La muerte de dos israelíes y las protestas avivan el temor a una tercera intifada

El primer ministro Benjamín Netanyahu «invitó» a los árabe-israelíes que no estén de acuerdo con su política «a irse a Cisjordania y Gaza»

La Voz

Los palestinos celebran hoy el décimo aniversario de la muerte de Yaser Arafat en medio del temor a que la escalada de tensión y violencia que se vive termine desatando un tercera intifada. Dos ataques palestinos con armas blancas contra israelíes dejaron dos muertos y dos heridos, después de un fin de semana de disturbios de la minoría árabe- israelí en protesta por la muerte de uno de los suyos a manos de un policía de gatillo fácil. En un mensaje sin precedentes, el primer ministro Benjamín Netanyahu «invitó» a los árabe-israelíes que no estén de acuerdo con su política «a irse a Cisjordania y Gaza». Mientras, Hamás y Yihad Islámica alabaron los dos ataques.

El primero tuvo lugar en la estación de tren Hagana, en Tel Aviv, una ciudad que se había mantenido a salvo de la violencia. Un palestino de 17 años apuñaló en el pecho a un soldado israelí de 20, que murió en el hospital. El agresor, que había entrado ilegalmente en Israel desde Nablus, resultó herido en la detención.

Cinco horas más tarde se produjo el segundo ataque. Una mujer de 25 años murió apuñalada y dos hombres de 26 y 50 años resultaron heridos. El atacante fue abatido a tiros por un guardia. Se produjo entre la colonia de Alon Shvut y el cruce de Gush Etzion, donde fueron asesinados en junio tres jóvenes israelíes, lo que provocó la ofensiva de represalia sobre la franja de Gaza.

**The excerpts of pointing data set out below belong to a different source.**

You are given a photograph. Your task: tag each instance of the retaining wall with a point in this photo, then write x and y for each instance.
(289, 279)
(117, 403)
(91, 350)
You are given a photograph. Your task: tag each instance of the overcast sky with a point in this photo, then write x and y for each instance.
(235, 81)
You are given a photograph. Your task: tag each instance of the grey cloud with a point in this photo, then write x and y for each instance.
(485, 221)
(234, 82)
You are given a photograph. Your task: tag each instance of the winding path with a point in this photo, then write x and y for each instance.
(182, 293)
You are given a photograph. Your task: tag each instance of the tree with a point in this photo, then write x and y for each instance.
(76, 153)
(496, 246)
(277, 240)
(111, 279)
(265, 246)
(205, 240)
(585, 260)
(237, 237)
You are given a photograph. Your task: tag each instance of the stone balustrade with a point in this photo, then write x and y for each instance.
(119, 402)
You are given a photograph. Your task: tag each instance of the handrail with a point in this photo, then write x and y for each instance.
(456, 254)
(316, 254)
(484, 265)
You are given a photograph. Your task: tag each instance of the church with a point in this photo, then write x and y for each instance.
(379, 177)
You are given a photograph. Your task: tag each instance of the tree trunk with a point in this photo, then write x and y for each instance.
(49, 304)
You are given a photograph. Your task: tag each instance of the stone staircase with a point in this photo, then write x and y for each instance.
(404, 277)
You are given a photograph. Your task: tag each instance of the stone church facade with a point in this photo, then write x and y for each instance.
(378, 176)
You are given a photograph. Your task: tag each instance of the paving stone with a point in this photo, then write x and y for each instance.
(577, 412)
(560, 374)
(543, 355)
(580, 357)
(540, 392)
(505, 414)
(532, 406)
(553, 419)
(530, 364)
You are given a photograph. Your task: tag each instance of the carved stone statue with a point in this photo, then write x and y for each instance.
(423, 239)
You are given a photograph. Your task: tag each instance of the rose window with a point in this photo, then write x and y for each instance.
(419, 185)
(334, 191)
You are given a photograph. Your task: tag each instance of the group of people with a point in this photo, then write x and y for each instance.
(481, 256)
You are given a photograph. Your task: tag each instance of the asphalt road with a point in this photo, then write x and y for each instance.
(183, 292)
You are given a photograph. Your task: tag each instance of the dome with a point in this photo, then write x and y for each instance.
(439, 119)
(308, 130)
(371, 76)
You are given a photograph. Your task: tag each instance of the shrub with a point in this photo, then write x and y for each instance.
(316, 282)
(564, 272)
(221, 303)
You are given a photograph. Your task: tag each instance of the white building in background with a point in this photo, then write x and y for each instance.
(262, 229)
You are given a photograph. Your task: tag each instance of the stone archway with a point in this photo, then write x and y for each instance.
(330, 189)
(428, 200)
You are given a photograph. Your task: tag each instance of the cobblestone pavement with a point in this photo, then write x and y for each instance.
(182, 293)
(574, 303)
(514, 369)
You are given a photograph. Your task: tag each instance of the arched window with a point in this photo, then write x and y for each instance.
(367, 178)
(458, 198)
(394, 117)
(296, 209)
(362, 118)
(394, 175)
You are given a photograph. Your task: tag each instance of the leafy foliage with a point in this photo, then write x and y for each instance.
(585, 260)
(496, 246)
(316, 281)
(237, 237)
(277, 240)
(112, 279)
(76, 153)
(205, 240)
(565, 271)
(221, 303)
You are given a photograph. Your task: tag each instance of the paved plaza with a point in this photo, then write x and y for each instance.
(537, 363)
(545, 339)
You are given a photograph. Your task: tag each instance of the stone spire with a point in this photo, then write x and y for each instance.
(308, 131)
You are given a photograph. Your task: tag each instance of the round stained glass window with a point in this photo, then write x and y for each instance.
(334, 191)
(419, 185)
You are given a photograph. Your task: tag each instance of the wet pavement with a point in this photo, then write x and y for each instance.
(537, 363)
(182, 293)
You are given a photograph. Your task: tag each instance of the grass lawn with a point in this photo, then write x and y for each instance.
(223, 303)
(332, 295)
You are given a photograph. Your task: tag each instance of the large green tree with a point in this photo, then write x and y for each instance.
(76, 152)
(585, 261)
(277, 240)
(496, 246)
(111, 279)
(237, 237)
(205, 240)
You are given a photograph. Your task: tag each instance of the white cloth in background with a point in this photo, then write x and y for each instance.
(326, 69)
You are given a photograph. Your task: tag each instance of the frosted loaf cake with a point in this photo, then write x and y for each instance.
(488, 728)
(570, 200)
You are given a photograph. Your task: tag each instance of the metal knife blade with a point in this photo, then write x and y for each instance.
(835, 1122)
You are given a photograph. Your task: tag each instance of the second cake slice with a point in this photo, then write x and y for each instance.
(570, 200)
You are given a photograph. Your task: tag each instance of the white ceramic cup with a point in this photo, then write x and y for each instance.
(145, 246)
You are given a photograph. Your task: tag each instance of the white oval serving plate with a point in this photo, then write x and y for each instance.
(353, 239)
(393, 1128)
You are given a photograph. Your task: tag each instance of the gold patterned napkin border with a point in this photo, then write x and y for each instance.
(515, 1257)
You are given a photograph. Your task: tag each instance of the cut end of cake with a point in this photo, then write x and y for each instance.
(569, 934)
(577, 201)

El Shin Bet identificó al agresor como Maher Hamdi Hashalmon, de 30 años, residente de Hebrón y afiliado a la Yihad Islámica. Poco después, esa milicia armada reivindicó el apuñalamiento. Hashalmon había cumplido cinco años de prisión por lanzar una cóctel molotov contra las tropas israelíes, según el diario Haaretz.

Netanyahu estaba reunido anoche con su gabinete de seguridad, en medio de las exigencias de mano dura de la derecha radical.

Este es el quinto ataque en dos semanas y se produce en medio de la espiral de violencia en Jerusalén Este, a causa de la campaña de los ultranacionalistas judíos para reclamar el derecho a rezar en la Explanada de las Mezquitas, y tras un fin de semana plagado de protestas por la muerte a manos de un agente de Jeir Hamdan, un árabe-israelí de 22 años.

Protestas árabe-israelíes

Las protestas y huelgas del sábado y el domingo, que llegaron a las universidades de Haifa y Tel Aviv, dejaron al menos 24 detenidos, entre ellos 10 menores. Ayer, miles de escolares marcharon por pueblos árabes del norte israelí para pedir que se castigue al policía. Los ciudadanos árabes de Israel constituyen el 20 % de los 8 millones de habitantes de Israel.